GBP/JPY continued to stay in tight range above 132.66 minor support last week as consolidations continued. Initial bias remains neutral this week and more sideway trading might be seen. As noted before, another rise cannot be ruled out with 132.66 intact. But even in such case, we'd expect strong resistance at 61.8% retracement of 145.94 to 126.73 at 138.60 to limit upside and bring down trend resumption finally. On the downside, break of 132.66 will flip intraday bias back to the downside for 130.42 minor support. Break there will suggest that whole recovery from 126.73 is completed and will target a retest of this low first.

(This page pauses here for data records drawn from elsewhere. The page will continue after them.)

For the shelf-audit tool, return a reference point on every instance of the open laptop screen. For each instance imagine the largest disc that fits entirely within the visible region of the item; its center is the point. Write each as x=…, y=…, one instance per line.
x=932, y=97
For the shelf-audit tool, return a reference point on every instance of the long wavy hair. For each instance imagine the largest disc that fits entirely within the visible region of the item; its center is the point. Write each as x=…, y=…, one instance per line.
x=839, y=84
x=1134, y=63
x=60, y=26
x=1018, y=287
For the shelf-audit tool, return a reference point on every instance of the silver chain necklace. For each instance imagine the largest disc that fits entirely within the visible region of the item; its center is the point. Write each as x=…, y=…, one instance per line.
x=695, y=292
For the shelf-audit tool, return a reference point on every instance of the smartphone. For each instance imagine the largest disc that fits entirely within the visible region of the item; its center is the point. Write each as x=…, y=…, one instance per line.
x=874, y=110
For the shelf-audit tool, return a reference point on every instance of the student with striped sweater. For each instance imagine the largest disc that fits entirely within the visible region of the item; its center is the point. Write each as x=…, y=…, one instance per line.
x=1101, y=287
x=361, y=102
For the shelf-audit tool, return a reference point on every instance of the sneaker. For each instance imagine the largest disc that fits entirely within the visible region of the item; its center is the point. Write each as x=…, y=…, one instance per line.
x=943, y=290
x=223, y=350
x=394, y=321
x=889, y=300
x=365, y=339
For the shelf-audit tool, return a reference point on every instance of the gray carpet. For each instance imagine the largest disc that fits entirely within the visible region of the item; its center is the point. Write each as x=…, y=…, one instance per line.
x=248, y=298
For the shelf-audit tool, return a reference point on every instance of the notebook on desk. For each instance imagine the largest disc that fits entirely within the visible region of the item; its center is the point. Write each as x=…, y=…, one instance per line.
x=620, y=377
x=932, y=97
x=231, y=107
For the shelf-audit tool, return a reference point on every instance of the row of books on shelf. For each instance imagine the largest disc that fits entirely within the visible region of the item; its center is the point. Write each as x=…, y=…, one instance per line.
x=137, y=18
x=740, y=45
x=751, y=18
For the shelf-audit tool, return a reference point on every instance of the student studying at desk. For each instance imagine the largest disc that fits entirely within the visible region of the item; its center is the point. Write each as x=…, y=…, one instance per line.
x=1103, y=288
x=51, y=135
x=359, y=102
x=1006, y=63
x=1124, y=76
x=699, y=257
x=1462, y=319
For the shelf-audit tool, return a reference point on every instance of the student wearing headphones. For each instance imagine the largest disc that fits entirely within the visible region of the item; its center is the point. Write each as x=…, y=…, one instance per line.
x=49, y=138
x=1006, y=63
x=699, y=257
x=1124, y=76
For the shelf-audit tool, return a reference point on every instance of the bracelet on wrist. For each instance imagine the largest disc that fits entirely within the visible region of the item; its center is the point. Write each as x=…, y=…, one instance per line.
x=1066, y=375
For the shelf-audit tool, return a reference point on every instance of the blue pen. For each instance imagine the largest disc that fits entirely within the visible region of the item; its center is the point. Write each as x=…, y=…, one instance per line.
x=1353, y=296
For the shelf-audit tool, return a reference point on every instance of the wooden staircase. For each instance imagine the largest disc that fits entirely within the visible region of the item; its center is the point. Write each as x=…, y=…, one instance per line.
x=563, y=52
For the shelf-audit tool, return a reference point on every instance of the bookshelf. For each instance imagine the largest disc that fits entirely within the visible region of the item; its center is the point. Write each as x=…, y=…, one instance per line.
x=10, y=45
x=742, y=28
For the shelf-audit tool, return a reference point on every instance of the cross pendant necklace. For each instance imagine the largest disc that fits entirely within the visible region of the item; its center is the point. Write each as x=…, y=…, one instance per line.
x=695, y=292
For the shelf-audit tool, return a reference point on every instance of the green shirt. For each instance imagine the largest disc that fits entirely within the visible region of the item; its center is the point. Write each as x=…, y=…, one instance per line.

In the bigger picture, no change to our bearish view that rebound from 118.81, which is treated as correction in the larger down trend from 2007 high of 251.09, has completed at 163.05 already after failing to sustain above 55 weeks EMA. Fall from 163.05 is tentatively treated as resumption of such long term down trend and should target 61.8% projection of 215.87 to 118.81 from 163.05 at 103.06 next, which is close to 100 psychological level. On the upside, break of 145.94 resistance is needed to invalidate this view. Otherwise, outlook will remain bearish.
In the longer term picture, fall from 251.09 is treated as resumption of multi decade down trend. Note that the fall from 215.87 is not treated as the fifth wave, but the third wave inside the third wave that started at 241.35. Another long term decline is still expected after completion of the correction from 118.81.